Enhanced Oil Recovery – EOR
Backward Multi-Contact
The backward multi-contact study is performed in the same cell as is used for the swelling study. A known volume of reservoir fluid is charged to a high-pressure PVT cell and heated to the reservoir temperature. A partial constant composition expansion is carried out to just below the bubble point pressure. A measured portion of the injection gas is injected to the cell. The quantity of injection gas is expressed in terms of mole fraction of injection gas as a fraction of total moles in place at the start. The cell contents are pressurized and stabilized in single phase. The mixture is then restabilized at the selected test pressure. At this pressure gas and liquid equilibrium phases are formed and the total volume of sample measured.
The equilibrium gas phase composition is determined.
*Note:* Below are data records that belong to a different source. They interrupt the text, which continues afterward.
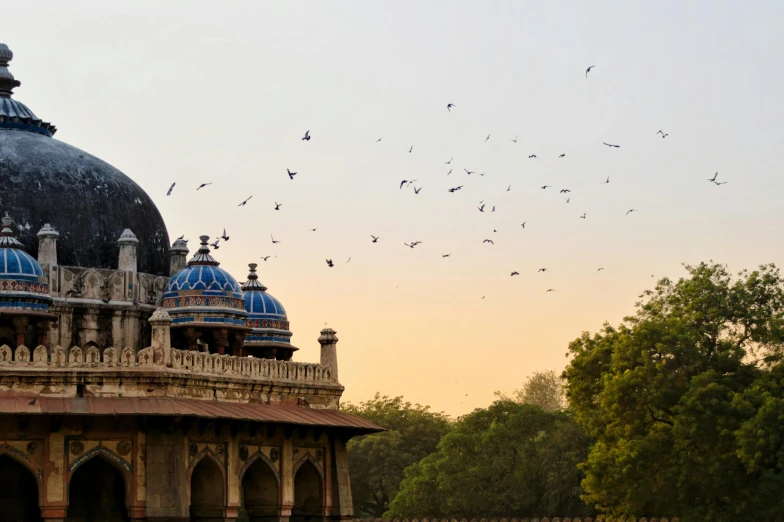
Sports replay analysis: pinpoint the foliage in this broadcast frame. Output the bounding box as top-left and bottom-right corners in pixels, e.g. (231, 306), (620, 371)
(496, 370), (566, 411)
(342, 393), (451, 518)
(564, 263), (784, 521)
(386, 399), (591, 519)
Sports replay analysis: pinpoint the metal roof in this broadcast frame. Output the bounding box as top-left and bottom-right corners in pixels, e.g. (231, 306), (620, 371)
(0, 395), (384, 433)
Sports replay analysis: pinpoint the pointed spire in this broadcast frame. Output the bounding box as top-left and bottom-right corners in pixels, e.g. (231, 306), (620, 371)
(188, 236), (220, 266)
(242, 263), (267, 292)
(0, 212), (24, 250)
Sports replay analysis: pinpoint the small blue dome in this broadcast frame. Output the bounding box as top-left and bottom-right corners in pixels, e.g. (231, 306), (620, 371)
(163, 236), (248, 328)
(0, 216), (52, 312)
(242, 263), (297, 360)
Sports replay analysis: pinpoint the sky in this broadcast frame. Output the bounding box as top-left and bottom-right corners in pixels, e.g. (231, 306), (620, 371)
(0, 0), (784, 416)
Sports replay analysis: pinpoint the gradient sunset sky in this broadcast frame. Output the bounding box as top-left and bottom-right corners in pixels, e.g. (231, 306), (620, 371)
(0, 1), (784, 415)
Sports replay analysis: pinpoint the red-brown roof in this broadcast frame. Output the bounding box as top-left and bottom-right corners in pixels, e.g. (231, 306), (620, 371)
(0, 395), (384, 433)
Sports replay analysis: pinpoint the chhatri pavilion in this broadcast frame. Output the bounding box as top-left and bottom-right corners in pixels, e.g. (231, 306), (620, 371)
(0, 44), (381, 522)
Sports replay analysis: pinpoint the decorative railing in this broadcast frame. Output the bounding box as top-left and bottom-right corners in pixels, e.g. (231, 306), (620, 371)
(0, 345), (334, 384)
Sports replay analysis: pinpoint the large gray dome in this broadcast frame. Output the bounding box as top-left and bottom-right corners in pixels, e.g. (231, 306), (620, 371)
(0, 44), (169, 275)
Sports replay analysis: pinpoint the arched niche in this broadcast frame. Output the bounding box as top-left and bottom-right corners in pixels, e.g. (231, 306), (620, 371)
(65, 453), (128, 522)
(191, 455), (226, 522)
(290, 459), (324, 522)
(242, 453), (280, 522)
(0, 455), (41, 522)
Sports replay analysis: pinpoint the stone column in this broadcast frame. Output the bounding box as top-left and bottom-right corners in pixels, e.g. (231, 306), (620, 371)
(169, 239), (188, 276)
(148, 308), (172, 366)
(117, 228), (139, 274)
(319, 328), (339, 382)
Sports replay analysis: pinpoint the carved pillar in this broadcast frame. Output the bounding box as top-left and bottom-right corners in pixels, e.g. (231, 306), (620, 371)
(319, 328), (339, 382)
(13, 317), (30, 347)
(148, 308), (172, 366)
(212, 328), (229, 355)
(183, 327), (201, 352)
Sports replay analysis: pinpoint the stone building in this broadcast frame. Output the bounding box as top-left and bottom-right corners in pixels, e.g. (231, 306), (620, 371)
(0, 45), (380, 522)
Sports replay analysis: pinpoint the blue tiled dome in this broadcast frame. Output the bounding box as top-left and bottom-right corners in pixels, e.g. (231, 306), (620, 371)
(0, 212), (52, 312)
(242, 263), (297, 360)
(163, 236), (248, 328)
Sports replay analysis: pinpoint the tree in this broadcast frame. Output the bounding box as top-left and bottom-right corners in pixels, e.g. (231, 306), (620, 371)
(564, 263), (784, 521)
(386, 399), (591, 519)
(514, 370), (566, 411)
(342, 393), (451, 518)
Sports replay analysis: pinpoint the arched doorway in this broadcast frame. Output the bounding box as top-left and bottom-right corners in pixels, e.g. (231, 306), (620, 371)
(242, 458), (280, 522)
(0, 455), (41, 522)
(291, 460), (324, 522)
(65, 456), (128, 522)
(191, 457), (226, 522)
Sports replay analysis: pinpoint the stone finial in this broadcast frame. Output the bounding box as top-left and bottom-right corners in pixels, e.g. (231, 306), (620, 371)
(117, 228), (139, 272)
(0, 43), (22, 98)
(36, 223), (60, 266)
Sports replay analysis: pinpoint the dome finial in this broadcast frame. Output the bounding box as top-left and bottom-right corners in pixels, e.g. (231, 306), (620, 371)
(0, 43), (22, 98)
A pressure-volume relation is performed on the fluid remaining in the PVT cell following the displacement of all the gas. The density of the mixture is calculated from the known weights of the mixture components and the measured volume of the liquid phase at the test conditions. The density at other pressures is then calculated using the measured relative volumes from the pressure-volume relation.
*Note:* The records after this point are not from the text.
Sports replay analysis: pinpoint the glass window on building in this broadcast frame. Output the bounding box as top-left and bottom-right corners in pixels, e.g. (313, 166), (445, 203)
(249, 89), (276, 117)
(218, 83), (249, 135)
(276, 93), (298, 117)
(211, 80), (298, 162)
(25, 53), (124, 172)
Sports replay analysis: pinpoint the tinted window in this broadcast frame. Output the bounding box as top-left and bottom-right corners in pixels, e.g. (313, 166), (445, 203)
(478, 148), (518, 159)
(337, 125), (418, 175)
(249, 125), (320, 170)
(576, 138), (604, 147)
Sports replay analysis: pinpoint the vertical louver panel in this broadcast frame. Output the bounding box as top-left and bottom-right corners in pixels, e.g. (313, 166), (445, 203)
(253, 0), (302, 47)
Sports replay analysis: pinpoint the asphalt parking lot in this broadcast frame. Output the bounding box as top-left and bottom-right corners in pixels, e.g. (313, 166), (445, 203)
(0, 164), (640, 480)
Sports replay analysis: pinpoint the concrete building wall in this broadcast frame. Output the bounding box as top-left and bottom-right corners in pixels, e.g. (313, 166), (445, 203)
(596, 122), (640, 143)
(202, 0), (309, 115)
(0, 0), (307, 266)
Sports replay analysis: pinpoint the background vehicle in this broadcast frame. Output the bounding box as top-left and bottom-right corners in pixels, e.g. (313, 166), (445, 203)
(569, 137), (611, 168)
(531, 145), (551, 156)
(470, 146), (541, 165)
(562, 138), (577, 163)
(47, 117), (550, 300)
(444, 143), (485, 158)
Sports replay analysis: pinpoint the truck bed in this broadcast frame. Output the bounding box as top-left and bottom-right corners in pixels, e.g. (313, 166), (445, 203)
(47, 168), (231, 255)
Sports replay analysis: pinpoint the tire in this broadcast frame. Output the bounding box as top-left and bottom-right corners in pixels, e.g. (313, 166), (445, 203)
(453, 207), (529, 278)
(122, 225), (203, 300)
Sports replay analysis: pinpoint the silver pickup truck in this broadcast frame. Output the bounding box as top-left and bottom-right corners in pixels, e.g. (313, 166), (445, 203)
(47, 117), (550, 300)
The liquid phase is then repressurized to the working pressure. The above procedure is repeated for usually 3 further gas steps.
Following the pressure-volume relation of the fluid remaining in the PVT cell after the final addition of injection gas /removal of equilibrium gas the composition of this fluid remaining in the PVT cell is determined to C36+.
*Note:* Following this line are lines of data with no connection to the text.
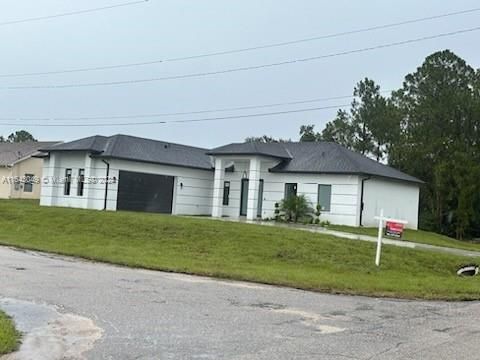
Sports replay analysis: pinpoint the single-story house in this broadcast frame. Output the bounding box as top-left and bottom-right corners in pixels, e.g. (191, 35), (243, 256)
(0, 141), (58, 199)
(40, 135), (422, 229)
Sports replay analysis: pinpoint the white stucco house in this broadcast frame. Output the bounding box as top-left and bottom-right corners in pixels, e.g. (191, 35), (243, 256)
(0, 141), (58, 199)
(40, 135), (422, 229)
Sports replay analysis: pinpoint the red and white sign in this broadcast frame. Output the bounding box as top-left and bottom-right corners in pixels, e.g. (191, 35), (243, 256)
(385, 221), (404, 238)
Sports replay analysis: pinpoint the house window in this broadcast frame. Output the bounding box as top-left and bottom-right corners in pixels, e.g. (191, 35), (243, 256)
(63, 169), (72, 195)
(23, 174), (35, 192)
(77, 169), (85, 196)
(285, 183), (297, 199)
(318, 185), (332, 211)
(223, 181), (230, 205)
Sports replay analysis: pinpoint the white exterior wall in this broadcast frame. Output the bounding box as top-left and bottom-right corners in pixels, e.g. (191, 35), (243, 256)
(40, 152), (213, 215)
(40, 152), (419, 229)
(362, 178), (420, 229)
(223, 157), (360, 226)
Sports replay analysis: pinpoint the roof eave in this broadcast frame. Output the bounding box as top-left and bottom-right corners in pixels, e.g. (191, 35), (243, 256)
(90, 154), (215, 171)
(268, 168), (425, 185)
(206, 151), (292, 160)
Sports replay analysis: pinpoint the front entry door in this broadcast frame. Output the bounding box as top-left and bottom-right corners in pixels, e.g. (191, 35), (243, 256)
(257, 179), (263, 218)
(240, 179), (248, 216)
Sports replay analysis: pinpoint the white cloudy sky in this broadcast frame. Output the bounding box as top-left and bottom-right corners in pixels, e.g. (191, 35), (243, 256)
(0, 0), (480, 147)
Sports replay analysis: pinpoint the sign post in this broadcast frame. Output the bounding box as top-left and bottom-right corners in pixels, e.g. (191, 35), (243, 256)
(375, 209), (407, 266)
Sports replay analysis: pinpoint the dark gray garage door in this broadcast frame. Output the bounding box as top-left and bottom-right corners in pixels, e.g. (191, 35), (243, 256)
(117, 171), (174, 214)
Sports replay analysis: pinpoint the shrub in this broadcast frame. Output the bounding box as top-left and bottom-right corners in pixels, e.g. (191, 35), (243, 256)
(274, 203), (280, 221)
(279, 195), (313, 223)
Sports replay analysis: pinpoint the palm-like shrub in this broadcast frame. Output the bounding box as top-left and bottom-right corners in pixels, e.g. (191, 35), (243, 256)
(280, 195), (313, 222)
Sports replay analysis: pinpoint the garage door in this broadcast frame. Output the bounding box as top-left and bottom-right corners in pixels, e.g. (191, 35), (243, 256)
(117, 171), (174, 214)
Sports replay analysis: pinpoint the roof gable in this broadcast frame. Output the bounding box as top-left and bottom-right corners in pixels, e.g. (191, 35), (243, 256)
(209, 141), (422, 183)
(0, 141), (58, 166)
(45, 135), (212, 170)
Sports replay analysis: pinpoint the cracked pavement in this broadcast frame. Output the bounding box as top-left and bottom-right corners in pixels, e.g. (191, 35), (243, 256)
(0, 247), (480, 360)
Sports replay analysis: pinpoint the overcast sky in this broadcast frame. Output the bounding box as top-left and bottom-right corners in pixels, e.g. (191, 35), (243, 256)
(0, 0), (480, 148)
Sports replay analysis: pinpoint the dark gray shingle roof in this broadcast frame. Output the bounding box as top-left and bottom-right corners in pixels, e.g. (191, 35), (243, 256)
(44, 135), (212, 170)
(0, 141), (58, 166)
(210, 142), (422, 183)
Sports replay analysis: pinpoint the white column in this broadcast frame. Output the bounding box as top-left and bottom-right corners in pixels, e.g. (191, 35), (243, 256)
(83, 152), (93, 209)
(212, 158), (225, 218)
(40, 153), (58, 206)
(247, 157), (261, 220)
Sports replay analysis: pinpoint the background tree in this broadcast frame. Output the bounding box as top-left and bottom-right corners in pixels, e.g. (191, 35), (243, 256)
(5, 130), (37, 142)
(299, 125), (321, 142)
(321, 110), (353, 149)
(389, 50), (480, 238)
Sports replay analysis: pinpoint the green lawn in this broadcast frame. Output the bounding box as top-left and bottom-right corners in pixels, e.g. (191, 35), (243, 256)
(328, 225), (480, 251)
(0, 200), (480, 300)
(0, 311), (20, 355)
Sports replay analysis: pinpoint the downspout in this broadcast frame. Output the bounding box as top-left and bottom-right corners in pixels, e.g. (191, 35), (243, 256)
(102, 159), (110, 210)
(359, 176), (371, 226)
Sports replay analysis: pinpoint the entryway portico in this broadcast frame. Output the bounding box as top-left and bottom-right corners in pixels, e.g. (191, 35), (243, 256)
(212, 156), (264, 220)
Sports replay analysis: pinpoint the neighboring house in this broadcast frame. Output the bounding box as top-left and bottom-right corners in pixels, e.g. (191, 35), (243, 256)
(40, 135), (422, 229)
(0, 141), (58, 199)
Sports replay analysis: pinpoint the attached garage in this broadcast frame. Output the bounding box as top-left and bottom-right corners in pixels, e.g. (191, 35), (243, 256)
(117, 170), (175, 214)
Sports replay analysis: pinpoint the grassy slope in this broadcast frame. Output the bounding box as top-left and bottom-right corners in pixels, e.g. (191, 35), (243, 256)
(328, 225), (480, 251)
(0, 200), (480, 299)
(0, 311), (20, 355)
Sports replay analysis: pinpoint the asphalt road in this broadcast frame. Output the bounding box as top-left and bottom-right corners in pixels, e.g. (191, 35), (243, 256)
(0, 247), (480, 360)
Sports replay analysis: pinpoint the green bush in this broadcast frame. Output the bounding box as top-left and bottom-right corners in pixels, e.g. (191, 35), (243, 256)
(279, 195), (313, 223)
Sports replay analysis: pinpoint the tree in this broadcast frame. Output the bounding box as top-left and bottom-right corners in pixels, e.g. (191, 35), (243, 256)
(314, 78), (400, 161)
(389, 50), (480, 237)
(6, 130), (37, 142)
(321, 110), (353, 149)
(299, 125), (321, 142)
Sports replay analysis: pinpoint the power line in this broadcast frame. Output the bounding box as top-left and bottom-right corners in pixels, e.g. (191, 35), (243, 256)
(0, 6), (480, 78)
(0, 0), (148, 26)
(16, 90), (376, 124)
(4, 26), (480, 90)
(0, 104), (350, 127)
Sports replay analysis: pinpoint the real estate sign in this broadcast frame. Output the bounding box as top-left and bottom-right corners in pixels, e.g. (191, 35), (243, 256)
(385, 221), (404, 238)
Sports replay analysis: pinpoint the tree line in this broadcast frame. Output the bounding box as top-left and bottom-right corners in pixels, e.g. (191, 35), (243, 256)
(247, 50), (480, 239)
(0, 130), (37, 143)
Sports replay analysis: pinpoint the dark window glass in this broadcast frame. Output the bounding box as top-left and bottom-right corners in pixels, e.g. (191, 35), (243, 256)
(63, 169), (72, 195)
(223, 181), (230, 205)
(77, 169), (85, 196)
(318, 185), (332, 211)
(285, 183), (297, 199)
(23, 174), (35, 192)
As an internal quality check the mass and moles of fluid in place are calculated using the densities, molecular weights and volumes of gas and oil mixed together. The densities, molecular weights and volumes of gas (stabilized at the test pressure) are measured at each contact. The density of the fluid remaining from each contact are calculated from the known weights of mixture components and the volume of fluid remaining in the PVT cell at the contact pressure and reservoir temperature. These are then used to calculate the mass and moles and therefore total mass and moles in place. The values are compared and should be less than 2%.